In our research, yeasts dominated the air in both types of stables (box stables and runners) in two seasons (summer and winter). The share of yeast in the total number of molds and yeasts ranged from 13.9 to 71.4%. No studies have been found in the available literature to compare yeasts and molds in stables. In studies carried out in hen houses, Sowiak et al. (2012) showed that yeast accounted for only 12% of all fungi, which was below the lower limit of the yeast share in our studies.

Polish legislation provides for the permissible concentration of PM10 and PM2.5 in the atmospheric air, but the limit value for the concentration during 1 day is only for PM10; it is 50 µg/m3. For fraction PM2.5, the pollution threshold refers to the calendar year. While taking most of the measurements, especially after cleaning the stables, the permissible concentration of PM10 was exceeded. According to Fiedorowicz (2007), the maximum particulate matter level in the stable cannot exceed 3 mg/m3; considering this value, the permissible PM10 concentration in the tested stables was not exceeded.

The conducted statistical analyses did not show a significant correlation between the concentrations of the tested microorganisms with the concentrations of any of the tested particulate matter fractions.

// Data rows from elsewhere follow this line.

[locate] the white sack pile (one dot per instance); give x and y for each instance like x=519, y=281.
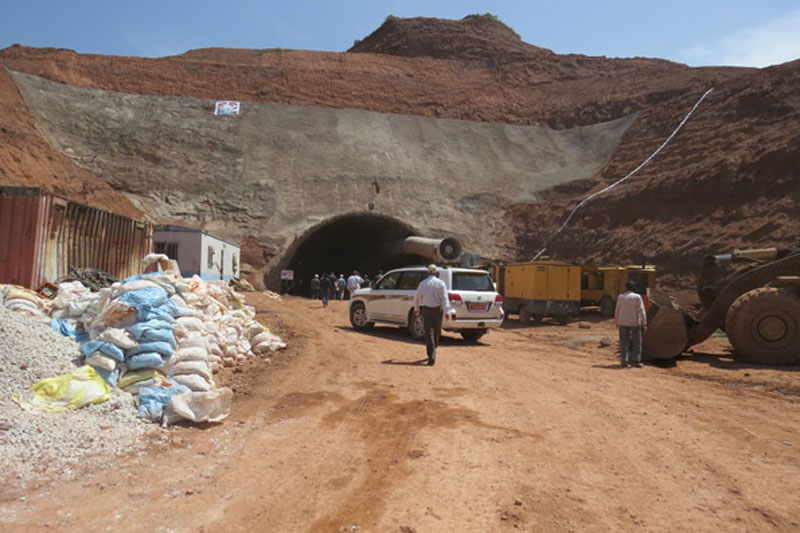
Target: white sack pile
x=158, y=336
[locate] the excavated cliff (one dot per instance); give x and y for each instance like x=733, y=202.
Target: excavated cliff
x=728, y=179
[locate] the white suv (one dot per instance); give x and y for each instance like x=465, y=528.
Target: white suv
x=477, y=305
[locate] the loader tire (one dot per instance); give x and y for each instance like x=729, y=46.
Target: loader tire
x=607, y=306
x=763, y=326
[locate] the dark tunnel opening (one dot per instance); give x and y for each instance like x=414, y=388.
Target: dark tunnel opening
x=354, y=242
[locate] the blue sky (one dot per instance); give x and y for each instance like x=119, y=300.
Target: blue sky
x=699, y=32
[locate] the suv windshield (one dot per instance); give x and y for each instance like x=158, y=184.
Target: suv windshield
x=468, y=281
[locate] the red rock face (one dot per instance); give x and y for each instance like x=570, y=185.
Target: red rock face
x=729, y=178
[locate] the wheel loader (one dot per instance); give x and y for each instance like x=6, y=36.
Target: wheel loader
x=753, y=295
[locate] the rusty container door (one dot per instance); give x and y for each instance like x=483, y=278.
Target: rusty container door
x=21, y=235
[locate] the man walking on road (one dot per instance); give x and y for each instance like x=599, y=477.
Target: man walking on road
x=430, y=301
x=353, y=284
x=631, y=319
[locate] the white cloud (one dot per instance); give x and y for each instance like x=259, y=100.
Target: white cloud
x=770, y=43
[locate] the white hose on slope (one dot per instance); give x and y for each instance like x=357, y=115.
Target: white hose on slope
x=634, y=171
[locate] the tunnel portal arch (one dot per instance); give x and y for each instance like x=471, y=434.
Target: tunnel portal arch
x=357, y=241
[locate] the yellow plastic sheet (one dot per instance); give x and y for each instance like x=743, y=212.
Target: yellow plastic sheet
x=81, y=387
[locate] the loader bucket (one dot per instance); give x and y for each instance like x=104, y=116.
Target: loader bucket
x=667, y=334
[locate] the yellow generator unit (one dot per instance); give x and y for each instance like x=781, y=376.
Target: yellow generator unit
x=602, y=285
x=537, y=289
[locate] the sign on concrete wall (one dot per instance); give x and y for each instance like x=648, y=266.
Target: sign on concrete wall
x=226, y=107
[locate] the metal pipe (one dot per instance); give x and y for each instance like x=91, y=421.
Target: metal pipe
x=438, y=250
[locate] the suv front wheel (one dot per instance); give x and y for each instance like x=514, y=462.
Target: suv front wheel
x=358, y=317
x=472, y=335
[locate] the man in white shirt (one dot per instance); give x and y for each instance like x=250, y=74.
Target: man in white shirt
x=430, y=301
x=631, y=319
x=353, y=283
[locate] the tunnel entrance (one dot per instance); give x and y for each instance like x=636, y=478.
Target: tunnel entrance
x=347, y=243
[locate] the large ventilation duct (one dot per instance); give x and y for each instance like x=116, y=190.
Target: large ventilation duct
x=445, y=250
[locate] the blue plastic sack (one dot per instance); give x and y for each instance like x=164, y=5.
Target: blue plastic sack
x=68, y=330
x=108, y=348
x=162, y=348
x=153, y=399
x=146, y=298
x=140, y=327
x=144, y=360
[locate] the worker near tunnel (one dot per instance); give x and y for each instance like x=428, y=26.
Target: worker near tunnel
x=631, y=319
x=431, y=302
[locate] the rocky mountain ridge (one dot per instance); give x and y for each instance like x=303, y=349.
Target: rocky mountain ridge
x=728, y=179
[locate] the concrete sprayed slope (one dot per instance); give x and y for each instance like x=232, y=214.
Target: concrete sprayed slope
x=277, y=170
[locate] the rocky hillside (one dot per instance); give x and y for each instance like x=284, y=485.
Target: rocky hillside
x=728, y=179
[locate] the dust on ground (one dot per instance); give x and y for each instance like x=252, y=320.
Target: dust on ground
x=533, y=428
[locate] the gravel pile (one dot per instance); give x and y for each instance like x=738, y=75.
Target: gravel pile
x=35, y=444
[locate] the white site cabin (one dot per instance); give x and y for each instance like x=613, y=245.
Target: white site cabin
x=198, y=252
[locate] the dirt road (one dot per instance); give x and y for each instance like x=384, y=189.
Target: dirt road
x=532, y=429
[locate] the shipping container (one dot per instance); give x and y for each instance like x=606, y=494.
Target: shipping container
x=536, y=289
x=44, y=236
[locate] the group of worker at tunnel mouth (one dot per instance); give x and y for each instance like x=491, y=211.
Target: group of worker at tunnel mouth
x=326, y=286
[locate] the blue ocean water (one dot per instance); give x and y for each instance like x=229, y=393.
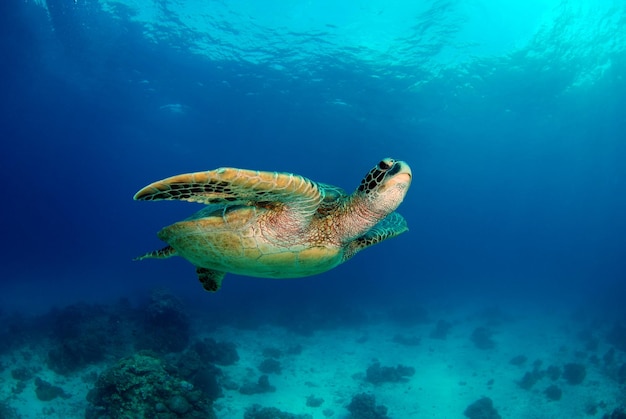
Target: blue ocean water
x=511, y=115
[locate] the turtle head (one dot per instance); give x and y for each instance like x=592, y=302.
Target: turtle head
x=385, y=185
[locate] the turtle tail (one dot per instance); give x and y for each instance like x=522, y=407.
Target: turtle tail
x=166, y=252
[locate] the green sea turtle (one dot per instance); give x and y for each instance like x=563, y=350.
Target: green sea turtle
x=277, y=225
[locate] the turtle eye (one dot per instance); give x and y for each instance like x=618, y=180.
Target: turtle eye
x=385, y=164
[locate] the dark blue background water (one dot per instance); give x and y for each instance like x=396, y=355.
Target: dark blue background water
x=518, y=155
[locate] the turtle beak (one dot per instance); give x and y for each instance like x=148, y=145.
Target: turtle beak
x=401, y=173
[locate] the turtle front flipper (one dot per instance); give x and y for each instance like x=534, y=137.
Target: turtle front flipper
x=166, y=252
x=210, y=279
x=391, y=226
x=230, y=186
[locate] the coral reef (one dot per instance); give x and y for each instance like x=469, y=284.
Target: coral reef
x=482, y=409
x=553, y=372
x=574, y=373
x=481, y=337
x=377, y=375
x=257, y=412
x=46, y=391
x=313, y=401
x=363, y=406
x=144, y=385
x=615, y=414
x=7, y=411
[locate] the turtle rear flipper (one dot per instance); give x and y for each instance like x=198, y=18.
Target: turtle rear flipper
x=391, y=226
x=210, y=279
x=166, y=252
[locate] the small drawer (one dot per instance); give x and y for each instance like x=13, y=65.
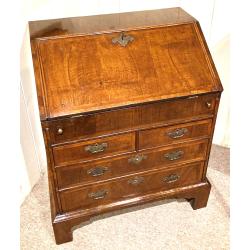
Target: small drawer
x=131, y=118
x=93, y=149
x=172, y=134
x=133, y=186
x=100, y=170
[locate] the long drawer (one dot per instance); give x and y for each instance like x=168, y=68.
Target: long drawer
x=108, y=192
x=143, y=116
x=94, y=149
x=101, y=170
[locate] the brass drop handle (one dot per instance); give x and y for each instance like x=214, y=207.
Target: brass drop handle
x=136, y=180
x=171, y=178
x=172, y=156
x=98, y=195
x=123, y=39
x=60, y=131
x=177, y=133
x=97, y=171
x=96, y=148
x=209, y=105
x=137, y=159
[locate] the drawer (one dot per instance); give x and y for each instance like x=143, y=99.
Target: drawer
x=143, y=116
x=94, y=149
x=101, y=170
x=174, y=134
x=99, y=194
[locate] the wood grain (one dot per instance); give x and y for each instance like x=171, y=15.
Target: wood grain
x=139, y=117
x=107, y=111
x=90, y=73
x=78, y=174
x=151, y=138
x=77, y=152
x=121, y=189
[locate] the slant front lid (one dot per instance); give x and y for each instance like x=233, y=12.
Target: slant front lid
x=91, y=72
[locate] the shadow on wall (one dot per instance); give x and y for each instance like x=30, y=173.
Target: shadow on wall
x=221, y=55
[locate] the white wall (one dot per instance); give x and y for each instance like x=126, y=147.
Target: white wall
x=214, y=22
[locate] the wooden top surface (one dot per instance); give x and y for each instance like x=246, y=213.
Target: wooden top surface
x=83, y=73
x=108, y=22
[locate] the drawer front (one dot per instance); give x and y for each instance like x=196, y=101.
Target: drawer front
x=146, y=115
x=132, y=163
x=174, y=134
x=93, y=149
x=133, y=186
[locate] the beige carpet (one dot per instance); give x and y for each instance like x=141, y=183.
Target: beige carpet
x=162, y=225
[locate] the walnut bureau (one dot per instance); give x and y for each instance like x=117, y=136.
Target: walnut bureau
x=128, y=105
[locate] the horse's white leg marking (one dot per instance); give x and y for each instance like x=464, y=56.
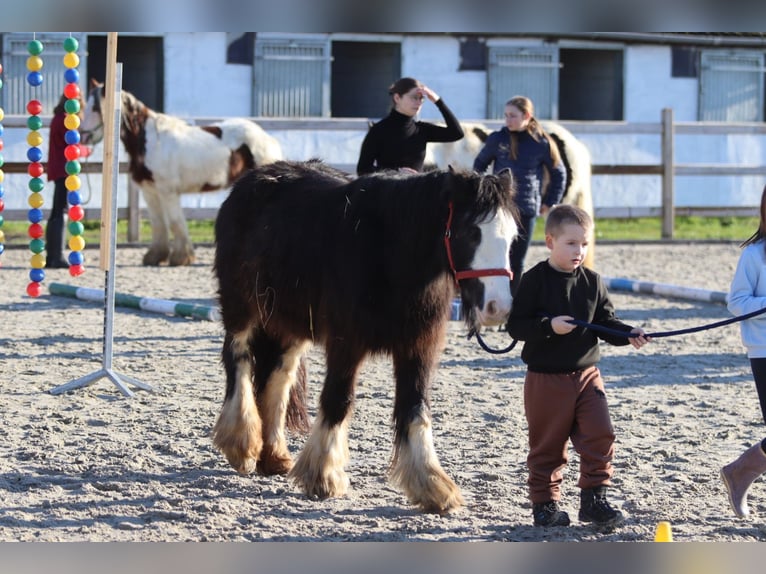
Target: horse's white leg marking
x=160, y=247
x=319, y=470
x=416, y=470
x=492, y=253
x=237, y=432
x=275, y=457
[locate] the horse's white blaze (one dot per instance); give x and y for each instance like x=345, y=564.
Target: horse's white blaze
x=320, y=468
x=496, y=236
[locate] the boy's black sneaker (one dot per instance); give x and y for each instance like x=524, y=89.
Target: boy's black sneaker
x=548, y=514
x=594, y=507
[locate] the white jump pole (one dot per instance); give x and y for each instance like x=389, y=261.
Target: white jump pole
x=109, y=227
x=664, y=289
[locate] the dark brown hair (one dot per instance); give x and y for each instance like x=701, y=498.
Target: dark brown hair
x=525, y=106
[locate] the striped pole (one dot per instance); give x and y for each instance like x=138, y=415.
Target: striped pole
x=664, y=289
x=162, y=306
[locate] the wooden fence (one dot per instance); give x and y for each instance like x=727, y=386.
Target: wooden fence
x=667, y=169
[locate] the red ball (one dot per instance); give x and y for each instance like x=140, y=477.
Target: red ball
x=76, y=270
x=72, y=152
x=72, y=91
x=76, y=213
x=34, y=107
x=34, y=289
x=36, y=230
x=35, y=169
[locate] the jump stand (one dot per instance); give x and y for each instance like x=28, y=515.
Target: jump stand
x=107, y=257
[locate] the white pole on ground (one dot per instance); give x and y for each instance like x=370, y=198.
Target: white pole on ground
x=109, y=201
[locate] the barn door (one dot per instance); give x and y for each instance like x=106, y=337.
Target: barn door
x=731, y=86
x=292, y=76
x=523, y=71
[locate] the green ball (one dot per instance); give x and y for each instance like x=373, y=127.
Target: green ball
x=34, y=123
x=75, y=227
x=35, y=47
x=71, y=44
x=36, y=184
x=37, y=245
x=72, y=106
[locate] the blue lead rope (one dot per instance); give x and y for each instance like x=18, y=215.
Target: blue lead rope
x=617, y=333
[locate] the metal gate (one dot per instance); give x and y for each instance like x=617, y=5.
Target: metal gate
x=731, y=86
x=292, y=77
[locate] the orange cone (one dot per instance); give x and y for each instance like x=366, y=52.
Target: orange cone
x=664, y=532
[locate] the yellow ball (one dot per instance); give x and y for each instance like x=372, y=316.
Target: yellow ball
x=36, y=199
x=37, y=261
x=71, y=60
x=34, y=138
x=76, y=243
x=72, y=121
x=72, y=182
x=34, y=63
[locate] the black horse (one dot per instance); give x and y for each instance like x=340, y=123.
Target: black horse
x=307, y=254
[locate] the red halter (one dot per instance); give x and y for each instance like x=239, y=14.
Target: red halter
x=468, y=273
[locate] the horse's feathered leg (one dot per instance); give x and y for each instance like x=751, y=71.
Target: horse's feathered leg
x=273, y=395
x=237, y=432
x=159, y=250
x=320, y=468
x=415, y=466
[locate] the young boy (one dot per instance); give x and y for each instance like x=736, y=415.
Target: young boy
x=563, y=391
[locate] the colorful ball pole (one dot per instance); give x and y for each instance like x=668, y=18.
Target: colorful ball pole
x=36, y=183
x=72, y=153
x=2, y=177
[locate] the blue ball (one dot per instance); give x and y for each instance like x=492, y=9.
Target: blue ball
x=72, y=137
x=37, y=275
x=35, y=215
x=76, y=258
x=72, y=76
x=34, y=79
x=74, y=198
x=34, y=154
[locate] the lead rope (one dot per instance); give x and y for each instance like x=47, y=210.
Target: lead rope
x=615, y=332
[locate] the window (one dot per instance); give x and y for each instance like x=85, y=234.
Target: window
x=16, y=90
x=528, y=71
x=731, y=86
x=292, y=76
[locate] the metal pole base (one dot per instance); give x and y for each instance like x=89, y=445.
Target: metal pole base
x=100, y=374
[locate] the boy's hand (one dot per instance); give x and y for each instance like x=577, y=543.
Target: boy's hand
x=641, y=340
x=561, y=324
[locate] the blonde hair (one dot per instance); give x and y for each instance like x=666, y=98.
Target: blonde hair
x=566, y=214
x=534, y=129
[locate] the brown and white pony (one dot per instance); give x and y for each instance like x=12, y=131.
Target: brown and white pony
x=169, y=157
x=305, y=254
x=574, y=154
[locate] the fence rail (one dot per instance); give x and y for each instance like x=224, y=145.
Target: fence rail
x=666, y=129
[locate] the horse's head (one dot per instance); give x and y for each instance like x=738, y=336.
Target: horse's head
x=92, y=124
x=482, y=228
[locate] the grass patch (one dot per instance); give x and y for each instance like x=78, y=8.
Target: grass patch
x=691, y=228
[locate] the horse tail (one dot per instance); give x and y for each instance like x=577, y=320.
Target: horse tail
x=297, y=416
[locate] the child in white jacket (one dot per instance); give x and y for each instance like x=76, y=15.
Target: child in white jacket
x=748, y=294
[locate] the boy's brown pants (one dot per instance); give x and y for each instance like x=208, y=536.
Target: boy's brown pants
x=560, y=407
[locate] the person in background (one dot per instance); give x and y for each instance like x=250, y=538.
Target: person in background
x=564, y=395
x=747, y=294
x=526, y=149
x=398, y=141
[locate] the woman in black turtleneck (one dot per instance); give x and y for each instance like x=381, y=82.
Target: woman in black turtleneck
x=398, y=141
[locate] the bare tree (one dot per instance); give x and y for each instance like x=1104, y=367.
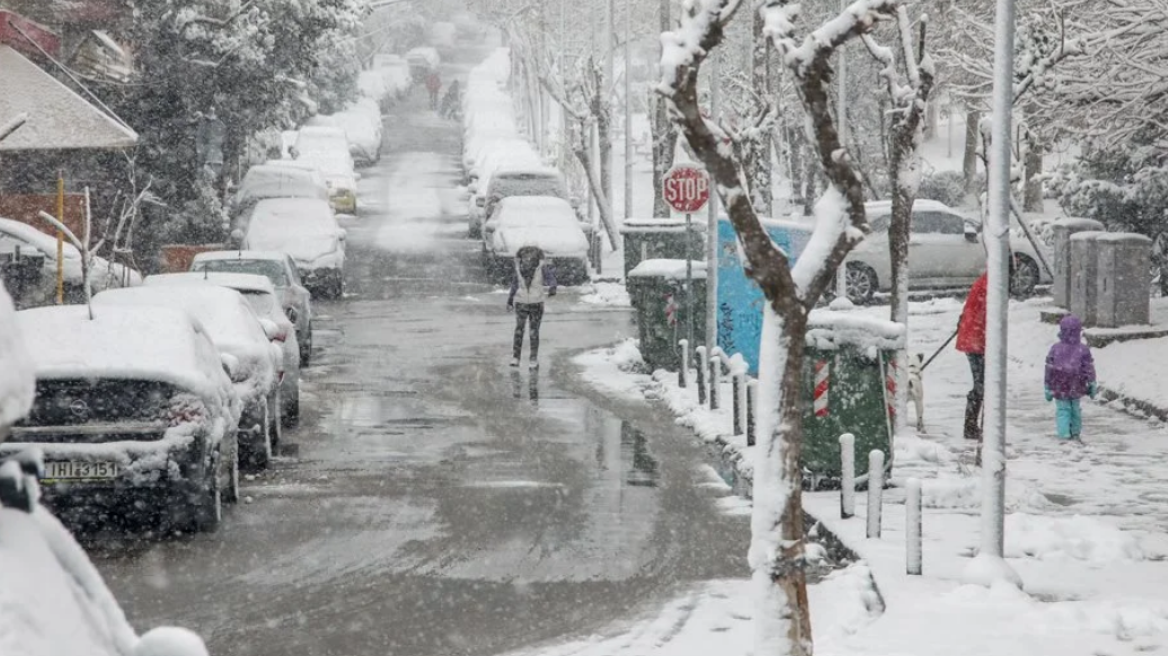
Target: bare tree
x=777, y=551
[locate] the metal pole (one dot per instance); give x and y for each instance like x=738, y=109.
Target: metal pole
x=711, y=236
x=628, y=111
x=989, y=565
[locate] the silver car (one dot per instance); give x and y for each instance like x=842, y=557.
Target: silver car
x=945, y=251
x=280, y=270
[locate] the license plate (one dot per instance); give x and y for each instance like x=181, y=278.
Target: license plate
x=80, y=470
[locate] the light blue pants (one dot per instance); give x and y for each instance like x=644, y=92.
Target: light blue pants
x=1068, y=418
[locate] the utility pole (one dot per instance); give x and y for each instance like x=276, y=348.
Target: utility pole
x=989, y=566
x=711, y=231
x=628, y=110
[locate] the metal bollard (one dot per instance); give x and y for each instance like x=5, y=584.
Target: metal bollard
x=751, y=411
x=875, y=492
x=847, y=475
x=702, y=369
x=715, y=382
x=912, y=527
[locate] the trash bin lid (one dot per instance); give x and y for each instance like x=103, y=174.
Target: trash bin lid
x=672, y=269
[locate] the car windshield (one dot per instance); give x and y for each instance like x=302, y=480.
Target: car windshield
x=272, y=270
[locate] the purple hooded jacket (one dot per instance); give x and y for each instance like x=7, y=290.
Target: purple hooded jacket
x=1070, y=368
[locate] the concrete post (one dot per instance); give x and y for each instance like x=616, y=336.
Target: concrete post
x=875, y=492
x=912, y=528
x=847, y=475
x=702, y=370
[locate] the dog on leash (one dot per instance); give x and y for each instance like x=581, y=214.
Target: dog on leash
x=917, y=388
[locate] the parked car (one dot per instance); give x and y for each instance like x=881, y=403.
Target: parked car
x=536, y=221
x=945, y=251
x=282, y=271
x=238, y=333
x=261, y=295
x=277, y=181
x=327, y=148
x=134, y=413
x=307, y=231
x=105, y=274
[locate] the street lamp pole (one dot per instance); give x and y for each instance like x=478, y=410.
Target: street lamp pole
x=989, y=565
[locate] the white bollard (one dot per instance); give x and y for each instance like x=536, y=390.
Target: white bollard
x=847, y=475
x=912, y=527
x=875, y=490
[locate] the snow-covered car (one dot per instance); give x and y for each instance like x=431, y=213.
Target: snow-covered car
x=53, y=599
x=282, y=271
x=134, y=413
x=29, y=241
x=945, y=251
x=327, y=148
x=546, y=222
x=276, y=181
x=261, y=295
x=240, y=334
x=307, y=231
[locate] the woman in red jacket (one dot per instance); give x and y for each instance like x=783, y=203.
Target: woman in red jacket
x=971, y=340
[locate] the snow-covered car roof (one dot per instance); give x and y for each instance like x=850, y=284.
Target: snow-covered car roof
x=249, y=283
x=227, y=316
x=16, y=376
x=44, y=243
x=266, y=181
x=124, y=343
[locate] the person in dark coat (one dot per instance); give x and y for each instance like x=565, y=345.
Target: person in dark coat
x=1070, y=376
x=971, y=340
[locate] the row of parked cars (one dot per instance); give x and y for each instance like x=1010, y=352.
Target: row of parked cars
x=515, y=199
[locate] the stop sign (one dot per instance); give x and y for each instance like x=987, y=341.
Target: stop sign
x=686, y=188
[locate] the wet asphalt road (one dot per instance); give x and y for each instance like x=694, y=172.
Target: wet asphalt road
x=435, y=501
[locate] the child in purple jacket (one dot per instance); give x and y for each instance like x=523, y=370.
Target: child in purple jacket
x=1070, y=376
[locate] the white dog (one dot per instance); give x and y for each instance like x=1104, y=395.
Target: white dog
x=917, y=388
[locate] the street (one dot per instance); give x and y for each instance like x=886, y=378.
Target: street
x=433, y=500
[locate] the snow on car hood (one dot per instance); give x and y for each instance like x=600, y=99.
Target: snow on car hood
x=18, y=375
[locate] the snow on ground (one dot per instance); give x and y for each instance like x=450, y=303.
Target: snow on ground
x=1086, y=525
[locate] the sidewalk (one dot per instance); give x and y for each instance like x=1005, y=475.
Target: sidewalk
x=1087, y=525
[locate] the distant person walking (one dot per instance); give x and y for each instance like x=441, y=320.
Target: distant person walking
x=971, y=340
x=433, y=85
x=1070, y=376
x=533, y=283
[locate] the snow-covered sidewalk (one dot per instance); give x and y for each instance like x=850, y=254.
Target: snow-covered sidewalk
x=1087, y=525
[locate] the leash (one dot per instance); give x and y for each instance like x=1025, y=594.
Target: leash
x=939, y=350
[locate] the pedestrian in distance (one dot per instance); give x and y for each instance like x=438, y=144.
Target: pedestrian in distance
x=1070, y=376
x=433, y=85
x=534, y=280
x=971, y=340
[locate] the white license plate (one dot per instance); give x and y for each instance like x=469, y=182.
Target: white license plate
x=80, y=470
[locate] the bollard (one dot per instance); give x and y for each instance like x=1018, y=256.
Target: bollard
x=739, y=390
x=751, y=411
x=702, y=369
x=847, y=475
x=875, y=490
x=912, y=527
x=715, y=382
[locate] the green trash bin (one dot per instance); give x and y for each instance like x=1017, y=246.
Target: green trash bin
x=848, y=388
x=661, y=238
x=657, y=288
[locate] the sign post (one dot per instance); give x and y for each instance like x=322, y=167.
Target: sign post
x=686, y=188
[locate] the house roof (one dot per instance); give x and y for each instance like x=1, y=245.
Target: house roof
x=57, y=117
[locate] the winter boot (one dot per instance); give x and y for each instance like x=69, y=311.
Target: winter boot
x=973, y=417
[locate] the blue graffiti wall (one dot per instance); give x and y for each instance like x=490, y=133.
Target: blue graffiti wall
x=739, y=299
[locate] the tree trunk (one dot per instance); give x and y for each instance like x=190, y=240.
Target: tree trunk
x=1031, y=167
x=970, y=161
x=665, y=134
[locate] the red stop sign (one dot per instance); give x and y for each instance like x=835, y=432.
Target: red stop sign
x=686, y=188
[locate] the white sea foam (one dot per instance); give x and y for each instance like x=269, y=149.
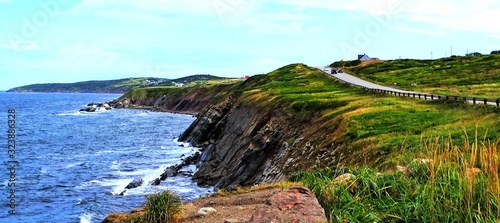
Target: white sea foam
x=70, y=113
x=74, y=164
x=86, y=218
x=88, y=184
x=118, y=185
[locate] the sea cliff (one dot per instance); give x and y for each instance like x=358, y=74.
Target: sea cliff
x=248, y=135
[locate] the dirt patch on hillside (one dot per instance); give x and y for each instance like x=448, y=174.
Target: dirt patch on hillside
x=368, y=62
x=234, y=208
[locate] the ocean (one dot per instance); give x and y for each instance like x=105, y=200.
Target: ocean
x=62, y=165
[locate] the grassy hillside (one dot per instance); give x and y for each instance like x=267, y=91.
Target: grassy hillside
x=114, y=86
x=446, y=152
x=373, y=129
x=477, y=76
x=411, y=160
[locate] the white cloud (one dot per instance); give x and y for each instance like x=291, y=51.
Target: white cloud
x=428, y=32
x=453, y=15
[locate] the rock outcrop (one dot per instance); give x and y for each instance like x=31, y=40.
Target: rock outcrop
x=242, y=145
x=297, y=204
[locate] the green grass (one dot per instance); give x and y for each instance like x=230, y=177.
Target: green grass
x=475, y=76
x=162, y=207
x=453, y=184
x=353, y=126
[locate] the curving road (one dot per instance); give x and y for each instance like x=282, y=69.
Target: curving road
x=366, y=84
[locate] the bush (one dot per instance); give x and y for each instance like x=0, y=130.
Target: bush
x=162, y=207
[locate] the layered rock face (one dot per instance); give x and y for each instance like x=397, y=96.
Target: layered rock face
x=242, y=145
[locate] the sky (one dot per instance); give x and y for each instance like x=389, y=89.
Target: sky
x=64, y=41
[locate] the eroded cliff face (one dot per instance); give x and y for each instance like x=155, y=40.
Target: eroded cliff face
x=242, y=145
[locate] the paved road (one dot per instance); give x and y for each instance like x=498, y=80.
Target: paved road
x=362, y=83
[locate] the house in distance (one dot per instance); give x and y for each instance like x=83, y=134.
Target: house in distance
x=364, y=57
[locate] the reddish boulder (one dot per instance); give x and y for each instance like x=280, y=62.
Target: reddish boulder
x=297, y=204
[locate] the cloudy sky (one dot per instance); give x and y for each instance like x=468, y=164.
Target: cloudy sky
x=59, y=41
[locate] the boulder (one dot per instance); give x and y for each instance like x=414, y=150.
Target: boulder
x=89, y=109
x=135, y=183
x=297, y=204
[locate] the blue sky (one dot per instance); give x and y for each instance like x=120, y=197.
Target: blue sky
x=61, y=41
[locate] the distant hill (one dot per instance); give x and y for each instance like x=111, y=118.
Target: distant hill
x=111, y=86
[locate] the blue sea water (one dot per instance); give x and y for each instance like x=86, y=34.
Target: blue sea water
x=72, y=166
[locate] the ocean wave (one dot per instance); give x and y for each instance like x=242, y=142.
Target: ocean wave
x=86, y=218
x=75, y=164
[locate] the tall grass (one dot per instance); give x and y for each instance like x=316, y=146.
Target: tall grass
x=446, y=183
x=162, y=207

The conducted studies allowed for the conclusion that there is a high level of air intoxication in stables, both by yeast and by mold fungi. It has been proven that horses kept in box stables are exposed to lower concentrations of molds and yeasts (lower intoxication) compared to runners (Wolny-Koładka 2018). In spring and autumn, i.e., in the wetter periods, it was recorded that molds predominated in the stables, while in summer and winter yeasts prevailed. The fewest exceedances of the permissible concentration of fungi (in total: molds and yeasts) in the stable air occurred in autumn (TC and RF), while the highest levels for TC occurred in summer, and for RF in spring. It was observed that cleaning stables reduces the number of fungal morphotic elements in the air, even though during this process the level of particulate matter in stables increases. In the case of runners, the increase in PM is much higher than that in box stables. It should be emphasized that at such concentrations of fungi as determined during our studies carried out in the stables, fungal morphotic elements of fungi may pose a potential health threat to horses, staff, and people using horses.